Crohn’s disease and ulcerative colitis are two chronic inflammatory bowel diseases (IBD).  Crohn’s disease most commonly affects the end of the small intestine (the ileum) and the beginning of the large intestine (the colon), yet it may involve any part of the gastrointestinal tract.  By contrast, ulcerative colitis affects only the colon.

Patients with IBD have frequent diarrhea, abdominal pain, fever, and rectal bleeding.  Symptoms of both conditions can be very similar.  The most common complications of Crohn’s disease include obstruction or blockage of the intestinal passage, ulcers within the intestinal tract, and fistulas.  Fistulas connect different parts of the intestine and may even tunnel into surrounding tissues such as skin, bladder and vagina.  Some patients with IBD also develop arthritis in their joints and spine.

IBD is an autoimmune disease that involves a complex interaction between the genes, the immune system, and the environment.  IBD occurs when our immune system goes astray, mistaking our own bowel tissue for a foreign invader, such as bacteria or virus, and subsequently launching an attack, and causing inflammation.  When the inflammatory process advances, white cells are attracted to the lining of the bowels and release chemical mediators, which eventually cause tissue damage.  tumor necrosis factor (TNF) is one of the key chemical mediators and plays a significant role in the inflammatory process.

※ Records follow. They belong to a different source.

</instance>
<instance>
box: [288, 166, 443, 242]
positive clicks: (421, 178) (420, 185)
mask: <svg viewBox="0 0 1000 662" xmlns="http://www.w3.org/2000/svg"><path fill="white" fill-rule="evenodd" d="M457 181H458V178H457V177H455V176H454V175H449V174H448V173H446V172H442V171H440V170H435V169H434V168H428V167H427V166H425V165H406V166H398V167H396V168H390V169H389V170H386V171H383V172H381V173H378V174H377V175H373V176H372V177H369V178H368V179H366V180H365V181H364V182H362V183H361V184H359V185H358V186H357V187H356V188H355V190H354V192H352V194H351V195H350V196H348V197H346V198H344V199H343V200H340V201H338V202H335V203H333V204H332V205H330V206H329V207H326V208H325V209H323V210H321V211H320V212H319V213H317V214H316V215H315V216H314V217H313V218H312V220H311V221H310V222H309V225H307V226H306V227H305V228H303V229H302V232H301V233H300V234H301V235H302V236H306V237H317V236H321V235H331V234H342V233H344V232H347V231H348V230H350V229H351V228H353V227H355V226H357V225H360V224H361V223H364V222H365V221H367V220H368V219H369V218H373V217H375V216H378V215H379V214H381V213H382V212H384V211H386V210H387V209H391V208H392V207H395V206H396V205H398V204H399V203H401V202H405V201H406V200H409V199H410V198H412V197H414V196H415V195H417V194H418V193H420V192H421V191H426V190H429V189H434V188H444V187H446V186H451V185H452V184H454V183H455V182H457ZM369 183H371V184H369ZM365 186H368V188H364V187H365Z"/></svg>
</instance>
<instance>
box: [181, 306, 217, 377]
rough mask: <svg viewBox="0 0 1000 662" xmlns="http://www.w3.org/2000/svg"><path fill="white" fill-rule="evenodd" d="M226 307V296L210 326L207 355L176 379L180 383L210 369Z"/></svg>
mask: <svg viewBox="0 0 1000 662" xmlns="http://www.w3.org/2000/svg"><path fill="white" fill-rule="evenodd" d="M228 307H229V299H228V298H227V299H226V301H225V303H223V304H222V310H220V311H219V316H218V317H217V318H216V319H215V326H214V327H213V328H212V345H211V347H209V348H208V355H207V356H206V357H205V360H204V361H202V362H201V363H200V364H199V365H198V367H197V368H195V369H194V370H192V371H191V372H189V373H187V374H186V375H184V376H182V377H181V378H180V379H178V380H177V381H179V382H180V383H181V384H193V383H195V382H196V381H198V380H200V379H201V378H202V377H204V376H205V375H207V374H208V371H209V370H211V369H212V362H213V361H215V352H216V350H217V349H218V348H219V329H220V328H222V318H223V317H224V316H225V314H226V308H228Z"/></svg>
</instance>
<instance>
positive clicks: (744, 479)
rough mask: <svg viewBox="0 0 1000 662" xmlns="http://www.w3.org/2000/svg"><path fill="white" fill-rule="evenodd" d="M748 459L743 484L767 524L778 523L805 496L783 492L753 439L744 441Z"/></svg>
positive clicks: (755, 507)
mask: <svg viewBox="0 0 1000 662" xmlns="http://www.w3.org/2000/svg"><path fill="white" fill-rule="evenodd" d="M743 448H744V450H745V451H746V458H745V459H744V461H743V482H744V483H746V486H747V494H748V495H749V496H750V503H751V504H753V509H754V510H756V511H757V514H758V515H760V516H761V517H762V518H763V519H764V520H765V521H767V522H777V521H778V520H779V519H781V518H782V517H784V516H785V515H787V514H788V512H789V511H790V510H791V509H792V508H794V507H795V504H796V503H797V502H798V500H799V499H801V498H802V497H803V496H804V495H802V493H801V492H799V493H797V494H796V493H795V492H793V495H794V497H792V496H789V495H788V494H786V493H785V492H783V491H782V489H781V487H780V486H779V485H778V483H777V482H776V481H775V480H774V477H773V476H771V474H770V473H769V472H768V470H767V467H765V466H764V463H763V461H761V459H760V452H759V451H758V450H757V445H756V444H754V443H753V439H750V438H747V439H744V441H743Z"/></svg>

In the past few years, due to an increased understanding of IBD pathogenesis, the strategic plan in treating IBD has changed.  Treatment has evolved from the conventional use of anti-inflammatory drugs such as sulfasalazine, 5-aminosalcylates (Asacol or Pentasa) and corticosteroids to control symptoms, to so-called immunomodulators such as 6-mercaptopurine (6-MP), methotrexate, azathioprine, and cyclosporine, which further alter the immune system and inflammatory process.   However, these treatments still have unsatisfactory results for some patients with moderate to severe IBD.

Thanks to scientific breakthroughs in molecular biology and genetic engineering, we are able to produce anti-TNF biologic agents.  Like anti-missiles, anti-TNF biologic agents can lock in on a target (TNF) and block the enemy’s offensive maneuver.  Anti-TNF agents have proved very effective in reducing inflammation of the spine and bowels and closing draining fistulas in Crohn’s disease.  Currently, there are four anti-TNF agents effective in the treatment of IBD: adalimumab (Humira), infliximab (Remicade), golimub (Simponi) and certolizumab (Cimzia).  Stelara (ustekinumab), another kind of biologics, targets IL-12/IL-23 cytokines, is also an approved treatment of moderate to severe Crohn’s colitis.

In May 2014, Vendolizumab was approved for moderate to severe ulcreative colitis, and crohn’s disease.  Vedolizumab (Entyvio), another different biologic agent, works by binding to cell surface receptors and inhibits the migration of leukocytes (white blood cells) from the bloodstream to sites of inflammation in the bowel tissue.   Recently Xelianz, an oral JAK (Janus Kinase) inhibitor, has been approved for the treatment of IBD.  Unlike other biologics that target extracellular molecules, such as pro-inflammatory cytokines, Xelianz target the intracellular signaling pathways that operate as hubs in the inflammatory cytokines network.  Even through severe IBD is a debilitating disease, these new biologic agents give us good reason to be optimistic.